How reliable and consistent are large language models over time in radiology?
In an attempt to answer this question, researchers recently compared the capabilities of the large language models (LLMs) GPT-4, GPT-3.5 Claude and Google Bard to answer multiple-choice practice questions from the American College of Radiology (ACR) Diagnostic in Training Exam. Recently published in the European Journal of Radiology, the study evaluated the LLMs over a three-month period between November 2023 to January 2024.
The researchers found that GPT-4 demonstrated the highest overall accuracy rate at 78 percent in comparison to 73 percent for Google Bard, 71 percent for Claude and 63 percent for GPT-3.5.
However, the study authors pointed out fluctuations with the accuracy rate over the course of the study. While GPT-4 had an 82 percent accuracy rate in November 2023, it declined to 74 percent accuracy in January 2024. The researchers also noted a 13 percent decline in accuracy between November 2023 to December 2023 for GPT 3.5 (71 percent to 58 percent) and a six percent decrease during that time period for Google Bard (76 percent to 70 percent).
“ … The LLMs evaluated here achieved performance near or exceeding 70% on in-training radiology exams. This suggests a level of competence potentially comparable to radiology trainees. However, performance fluctuated over time and across models, highlighting the limited reliability of LLMs on radiology specific questions,” wrote lead study author Mitul Gupta, M.S., who is affiliated with the Department of Diagnostic Medicine at the Dell Medical School at the University of Texas at Austin, and colleagues.
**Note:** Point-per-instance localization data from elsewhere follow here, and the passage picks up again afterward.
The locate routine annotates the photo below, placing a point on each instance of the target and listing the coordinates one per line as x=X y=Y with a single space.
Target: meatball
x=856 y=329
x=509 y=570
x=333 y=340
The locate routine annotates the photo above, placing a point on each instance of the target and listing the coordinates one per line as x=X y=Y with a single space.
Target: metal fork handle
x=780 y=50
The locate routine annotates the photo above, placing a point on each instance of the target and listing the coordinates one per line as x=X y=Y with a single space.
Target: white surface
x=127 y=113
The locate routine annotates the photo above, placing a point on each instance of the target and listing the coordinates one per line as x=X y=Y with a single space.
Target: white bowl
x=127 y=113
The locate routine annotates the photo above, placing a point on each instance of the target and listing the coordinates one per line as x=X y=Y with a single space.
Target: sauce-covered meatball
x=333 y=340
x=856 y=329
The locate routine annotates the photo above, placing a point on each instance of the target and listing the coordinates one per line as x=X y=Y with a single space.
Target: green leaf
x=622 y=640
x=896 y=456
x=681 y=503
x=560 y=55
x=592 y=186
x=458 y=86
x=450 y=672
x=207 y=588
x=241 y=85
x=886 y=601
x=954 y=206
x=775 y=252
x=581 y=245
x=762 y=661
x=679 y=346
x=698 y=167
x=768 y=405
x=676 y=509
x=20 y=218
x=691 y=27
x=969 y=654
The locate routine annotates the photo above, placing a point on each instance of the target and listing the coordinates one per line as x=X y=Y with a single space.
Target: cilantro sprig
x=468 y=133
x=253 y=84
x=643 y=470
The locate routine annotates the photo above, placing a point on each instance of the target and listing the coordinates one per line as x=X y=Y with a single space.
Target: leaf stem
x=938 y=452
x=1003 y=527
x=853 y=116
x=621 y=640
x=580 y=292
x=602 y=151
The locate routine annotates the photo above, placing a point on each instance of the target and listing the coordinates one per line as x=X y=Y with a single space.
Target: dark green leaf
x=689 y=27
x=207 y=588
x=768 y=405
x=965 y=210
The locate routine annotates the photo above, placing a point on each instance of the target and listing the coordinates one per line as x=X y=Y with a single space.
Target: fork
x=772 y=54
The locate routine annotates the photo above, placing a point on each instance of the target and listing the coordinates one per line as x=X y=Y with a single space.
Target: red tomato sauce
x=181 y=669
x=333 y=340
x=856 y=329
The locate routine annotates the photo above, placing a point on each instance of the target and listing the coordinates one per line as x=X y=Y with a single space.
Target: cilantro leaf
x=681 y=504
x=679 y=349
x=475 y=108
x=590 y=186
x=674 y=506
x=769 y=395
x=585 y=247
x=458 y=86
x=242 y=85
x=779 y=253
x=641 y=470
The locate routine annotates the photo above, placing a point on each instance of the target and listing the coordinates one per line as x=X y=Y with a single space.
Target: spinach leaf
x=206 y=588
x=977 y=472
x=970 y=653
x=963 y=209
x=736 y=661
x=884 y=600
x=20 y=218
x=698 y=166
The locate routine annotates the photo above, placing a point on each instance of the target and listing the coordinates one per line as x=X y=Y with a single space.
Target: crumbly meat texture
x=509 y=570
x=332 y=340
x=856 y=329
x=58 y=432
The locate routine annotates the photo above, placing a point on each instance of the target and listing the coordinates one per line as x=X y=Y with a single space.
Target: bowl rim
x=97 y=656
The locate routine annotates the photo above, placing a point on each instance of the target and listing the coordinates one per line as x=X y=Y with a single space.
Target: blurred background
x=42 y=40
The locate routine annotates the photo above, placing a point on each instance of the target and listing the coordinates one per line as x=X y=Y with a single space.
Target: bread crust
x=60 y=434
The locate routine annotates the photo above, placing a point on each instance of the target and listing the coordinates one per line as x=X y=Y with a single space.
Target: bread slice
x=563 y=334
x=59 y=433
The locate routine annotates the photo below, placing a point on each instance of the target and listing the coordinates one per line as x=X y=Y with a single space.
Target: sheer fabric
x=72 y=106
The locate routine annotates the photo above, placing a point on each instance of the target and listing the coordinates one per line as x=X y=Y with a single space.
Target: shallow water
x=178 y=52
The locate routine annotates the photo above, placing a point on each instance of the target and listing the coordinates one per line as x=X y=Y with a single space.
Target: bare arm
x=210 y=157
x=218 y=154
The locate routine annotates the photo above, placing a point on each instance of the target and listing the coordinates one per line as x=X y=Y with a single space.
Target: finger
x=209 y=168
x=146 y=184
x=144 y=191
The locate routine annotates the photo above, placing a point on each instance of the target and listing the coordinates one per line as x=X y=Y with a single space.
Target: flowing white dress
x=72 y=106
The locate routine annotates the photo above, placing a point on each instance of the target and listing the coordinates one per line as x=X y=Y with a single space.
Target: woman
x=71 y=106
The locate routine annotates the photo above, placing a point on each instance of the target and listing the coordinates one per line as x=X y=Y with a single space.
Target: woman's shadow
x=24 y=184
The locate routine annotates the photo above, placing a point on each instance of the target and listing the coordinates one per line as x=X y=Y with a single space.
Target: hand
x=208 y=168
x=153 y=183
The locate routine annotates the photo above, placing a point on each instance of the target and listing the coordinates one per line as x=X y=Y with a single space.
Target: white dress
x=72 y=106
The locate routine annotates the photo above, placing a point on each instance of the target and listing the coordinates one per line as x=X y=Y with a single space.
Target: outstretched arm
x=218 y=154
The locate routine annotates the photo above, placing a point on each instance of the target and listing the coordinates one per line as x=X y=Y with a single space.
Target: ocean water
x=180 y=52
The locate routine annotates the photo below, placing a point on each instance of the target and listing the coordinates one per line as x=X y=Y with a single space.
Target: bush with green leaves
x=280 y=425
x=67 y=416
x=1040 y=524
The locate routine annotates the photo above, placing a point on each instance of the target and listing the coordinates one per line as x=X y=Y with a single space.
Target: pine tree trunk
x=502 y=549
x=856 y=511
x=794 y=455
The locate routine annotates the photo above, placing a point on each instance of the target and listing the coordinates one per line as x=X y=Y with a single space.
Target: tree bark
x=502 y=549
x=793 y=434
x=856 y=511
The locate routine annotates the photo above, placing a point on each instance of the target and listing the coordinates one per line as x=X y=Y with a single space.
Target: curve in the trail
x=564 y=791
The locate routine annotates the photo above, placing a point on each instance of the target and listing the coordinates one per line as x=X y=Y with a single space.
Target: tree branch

The study authors also maintained that the LLMs demonstrated higher accuracy for broader topics such as disease progression and pathogenesis but struggled with topics such as BI-RADS scores that required more detailed knowledge of radiology.
“This suggests that while LLMs are proficient in general medical understanding, they require further refinement for detailed, specialized knowledge,” maintained Gupta and colleagues.
However, the researchers noted that intra-model discordance with responses decreased overall for all the reviewed models from the November 2023-December 2023 time period to the December 2023-January 2024 comparison.
Three Key Takeaways
- Performance and accuracy. GPT-4 demonstrated the highest overall accuracy (78 percent) in answering radiology exam questions compared to other LLMs like Google Bard (73 percent) and GPT-3.5 (63 percent). However, all models showed performance fluctuations over time, indicating limited reliability for radiology-specific knowledge.
- Strengths and limitations. LLMs performed better on broader topics like disease progression but struggled with more radiology-specific topics like BI-RADS scores, suggesting their capability for general medical competence requires refinement for use in specialty areas of health care such as radiology.
- Improving consistency. Intra-model discordance rates decreased over the study period for all LLMs, indicating potential for improved consistency with continued development. For example, GPT-4's discordance rate dropped from 24 percent at November 2023-December 2023 to 15 percent at December 2023-January 2024.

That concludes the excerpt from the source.